Henri fut moins heureux dans les efforts qu'il fit pour dissimuler; ses traits portaient encore l'expression de la terreur. Il était muet et pensif, et quand il voulait répondre en plaisantant aux pressantes questions de mademoiselle Béarn, on voyait bien que sa gaieté n'était pas naturelle.

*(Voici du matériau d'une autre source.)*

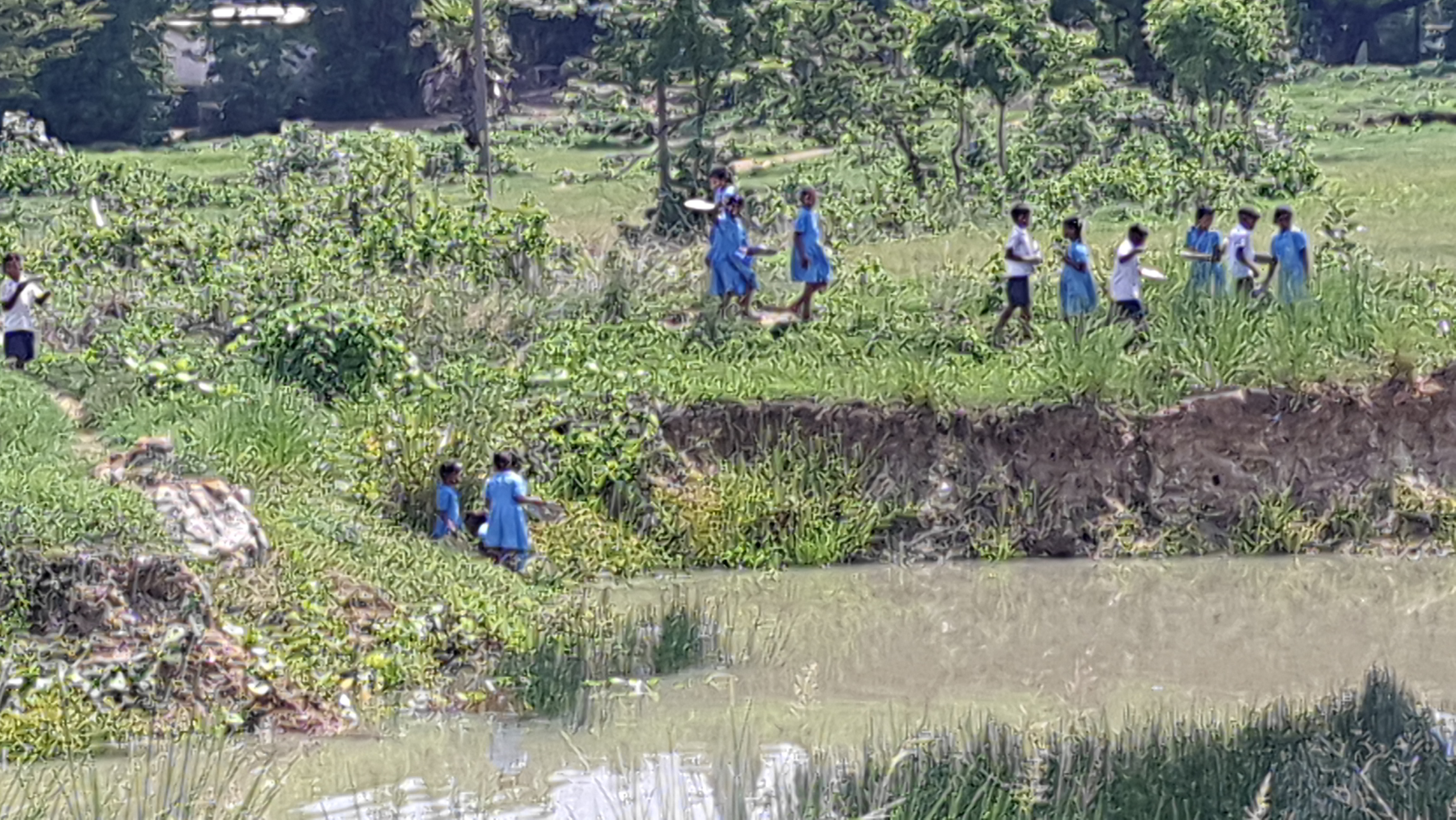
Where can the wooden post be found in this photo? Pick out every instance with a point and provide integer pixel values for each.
(482, 113)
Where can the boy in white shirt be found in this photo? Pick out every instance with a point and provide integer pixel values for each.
(1241, 250)
(17, 299)
(1128, 276)
(1023, 258)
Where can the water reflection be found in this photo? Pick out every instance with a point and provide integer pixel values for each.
(886, 652)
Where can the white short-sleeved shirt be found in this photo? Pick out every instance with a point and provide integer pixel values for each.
(1241, 238)
(1128, 277)
(20, 316)
(1024, 247)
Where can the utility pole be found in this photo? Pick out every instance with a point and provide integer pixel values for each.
(482, 113)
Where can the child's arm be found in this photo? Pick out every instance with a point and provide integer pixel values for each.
(9, 304)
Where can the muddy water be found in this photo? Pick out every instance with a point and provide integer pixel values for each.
(842, 655)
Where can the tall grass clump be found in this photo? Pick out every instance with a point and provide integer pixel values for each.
(1362, 755)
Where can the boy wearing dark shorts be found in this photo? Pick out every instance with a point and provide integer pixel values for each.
(1128, 276)
(17, 299)
(1023, 258)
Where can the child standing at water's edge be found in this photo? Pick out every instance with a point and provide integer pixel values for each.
(1078, 288)
(1023, 258)
(1291, 251)
(810, 263)
(447, 502)
(506, 500)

Dans la soirée, le comte, suivant sa promesse, alla voir Emilie: elle fut surprise de trouver dans ses discours sur les appartements du nord un mélange de raillerie et de discrétion. Il ne dit rien pourtant de ce qui était arrivé. Quand elle osa lui rappeler ses engagements sur le résultat de l'aventure, et lui demander s'il demeurait certain que l'appartement fût fréquenté par des esprits, il devint plus sérieux: puis il sembla se recueillir, et dit en souriant: Ma chère Emilie, ne souffrez pas que madame l'abbesse gâte votre jugement avec toutes ces idées. Elle pourrait vous apprendre à trouver un revenant dans toutes les chambres obscures.—Mais croyez-moi, ajouta-t-il avec un long soupir, les morts n'apparaissent pas pour des sujets frivoles, ni dans l'unique motif d'épouvanter les âmes timides. Il se tut, rêva quelques moments, et ajouta: Ne parlons plus de cela.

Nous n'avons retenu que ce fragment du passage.